Skateboarding, fishing and laughing - it's all happening in the Millennium Park in Galway. But downriver, the sight of raw sewage mars the happy mood, writes Lorna Siggins.
The Gaol river: there's a certain ring to the name of the little Corrib tributary which borders one of Galway's few magical spaces - the Millennium Children's Park.
Occasional angler John Duffy sits on the wall that now serves as the riverbank, casting patiently for perch or rudd or roach, or even a pike. "Not sure if the bait is right," he says cheerfully. "But I've plenty of time." A pair of swans has nested in among the reeds and the disused traffic cones and beer cans in the shadow of the university and the cathedral. A little further up the narrow waterway, a couple of coots have already reared their chicks.
"That's the old fever hospital over there," Duffy says, pointing to a nearby building which now houses the Irish Centre for Human Rights. The main road link is still known as Beggar's Bridge, he says, and of course the cathedral, built by the late Bishop Michael Browne on the old gaol site, is the Taj Micheál.
We are interrupted by a peal of happy voices in the playground. Maura Heaney comes here often, maybe once a fortnight, with her children Normagh (10), Rian (7) and Carra (6). The Heaneys live just over a mile away in Salthill, where there's a fine children's area at Toft Park.
"But this is definitely more peaceful, and the kids love the skateboarding," Maura explains. "They have a great interchange with their peers. There's something very sociable about skateboarding, and I think they feel a little bit more independent and less conscious of adults around," she says.
Sitting on the bench with Maura is a close friend from college in Dublin, Ann Hester. She lives in Frenchpark, Co Roscommon, but has travelled over with Oran (8), Luke (5) and Rory (3) to stay with the Heaneys for several days. "A good quiet time to be in Galway, just after race week, and this is a lovely spot," she says.

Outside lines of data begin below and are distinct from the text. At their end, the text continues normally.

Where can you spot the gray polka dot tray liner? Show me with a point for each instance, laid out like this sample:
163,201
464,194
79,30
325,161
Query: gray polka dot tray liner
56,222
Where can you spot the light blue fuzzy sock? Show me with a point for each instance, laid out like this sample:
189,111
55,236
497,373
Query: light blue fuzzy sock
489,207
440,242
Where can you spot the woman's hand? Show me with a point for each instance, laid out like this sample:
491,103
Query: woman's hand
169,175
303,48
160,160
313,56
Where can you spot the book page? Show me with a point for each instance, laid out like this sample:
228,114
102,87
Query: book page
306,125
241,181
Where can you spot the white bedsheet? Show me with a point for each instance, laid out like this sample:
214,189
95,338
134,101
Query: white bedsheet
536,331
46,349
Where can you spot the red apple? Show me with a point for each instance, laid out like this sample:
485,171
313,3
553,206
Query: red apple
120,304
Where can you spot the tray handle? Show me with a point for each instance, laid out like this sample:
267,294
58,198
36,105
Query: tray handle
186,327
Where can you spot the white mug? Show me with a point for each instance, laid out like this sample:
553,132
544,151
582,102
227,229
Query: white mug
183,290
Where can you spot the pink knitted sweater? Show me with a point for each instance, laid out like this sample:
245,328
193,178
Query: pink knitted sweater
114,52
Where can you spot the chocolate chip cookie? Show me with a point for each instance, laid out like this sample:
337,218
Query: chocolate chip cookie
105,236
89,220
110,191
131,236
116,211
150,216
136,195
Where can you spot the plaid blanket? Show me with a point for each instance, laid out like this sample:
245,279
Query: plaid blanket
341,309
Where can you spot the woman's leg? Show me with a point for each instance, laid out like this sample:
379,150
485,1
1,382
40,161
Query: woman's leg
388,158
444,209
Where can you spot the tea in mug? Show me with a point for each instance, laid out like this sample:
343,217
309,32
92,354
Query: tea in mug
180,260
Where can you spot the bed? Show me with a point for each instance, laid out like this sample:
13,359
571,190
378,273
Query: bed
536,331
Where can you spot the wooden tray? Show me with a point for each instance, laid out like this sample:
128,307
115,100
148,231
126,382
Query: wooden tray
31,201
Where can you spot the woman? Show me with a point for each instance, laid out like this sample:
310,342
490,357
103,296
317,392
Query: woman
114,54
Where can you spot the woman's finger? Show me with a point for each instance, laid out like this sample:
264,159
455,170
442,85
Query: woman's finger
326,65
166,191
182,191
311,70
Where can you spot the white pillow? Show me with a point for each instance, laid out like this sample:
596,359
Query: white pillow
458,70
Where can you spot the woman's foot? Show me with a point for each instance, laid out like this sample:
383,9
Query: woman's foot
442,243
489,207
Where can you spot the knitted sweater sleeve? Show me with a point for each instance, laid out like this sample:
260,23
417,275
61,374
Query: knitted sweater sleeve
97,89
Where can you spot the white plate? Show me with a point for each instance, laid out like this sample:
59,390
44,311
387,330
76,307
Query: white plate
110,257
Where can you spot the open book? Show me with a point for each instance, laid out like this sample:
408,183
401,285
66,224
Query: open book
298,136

The park is such an integral part of the landscape now that it is hard to imagine that it was only opened in July, 2003. The playground was in good use for some months before that date, having been developed at a cost of €1.5 million by the National Millennium Committee. The ramp was the first dedicated skateboarding area in the city.
"The park will include a fully equipped playground, a broad canal walk for model boating and angling, a small amphitheatre for music and drama and a central green," this newspaper forecast in 1999. "Designated as a 'passive recreation' area for families, it is to be built on a 1.1-hectare site on University Road which was given to Galway Corporation in 1998 by the Bishop of Galway, Dr James McLoughlin." The amphitheatre hasn't quite materialised, nor has the canal walk. There's no promised designated cycle lane over the footbridge. Historian Peadar O'Dowd was a member of the delegation which met the late bishop to secure the site for the young people of the city.
"We'd formed the Galway Waterways Preservation Society to save the Eglinton canal and the Claddagh basin from being filled in and covered over in the late 1960s - for car parking. And this was our last mission. It took us less than a week to persuade the church to sign it over," O'Dowd says.
O'Dowd reckons that the area was always a magnet for children. "They used to swim a little further down the Gaol river from where the Millennium Park is now, at a spot called the 'coffin'. It was so-named because of the shape of a large stone there," he recalls.
It is not something one would contemplate now, with raw sewage clearly visible on the surface of the water. Galway City Council says that a small number of houses nearby haven't connected up to the water-treatment mains.
O'Dowd remembers that there were salmon grilse in the Gaol river when he was young. "We'd whack the fish with our shoes to stun them and throw them in nearby gardens before the bailiffs would come," O'Dowd recalls. "Weren't we terrible. We'd retrieve them later."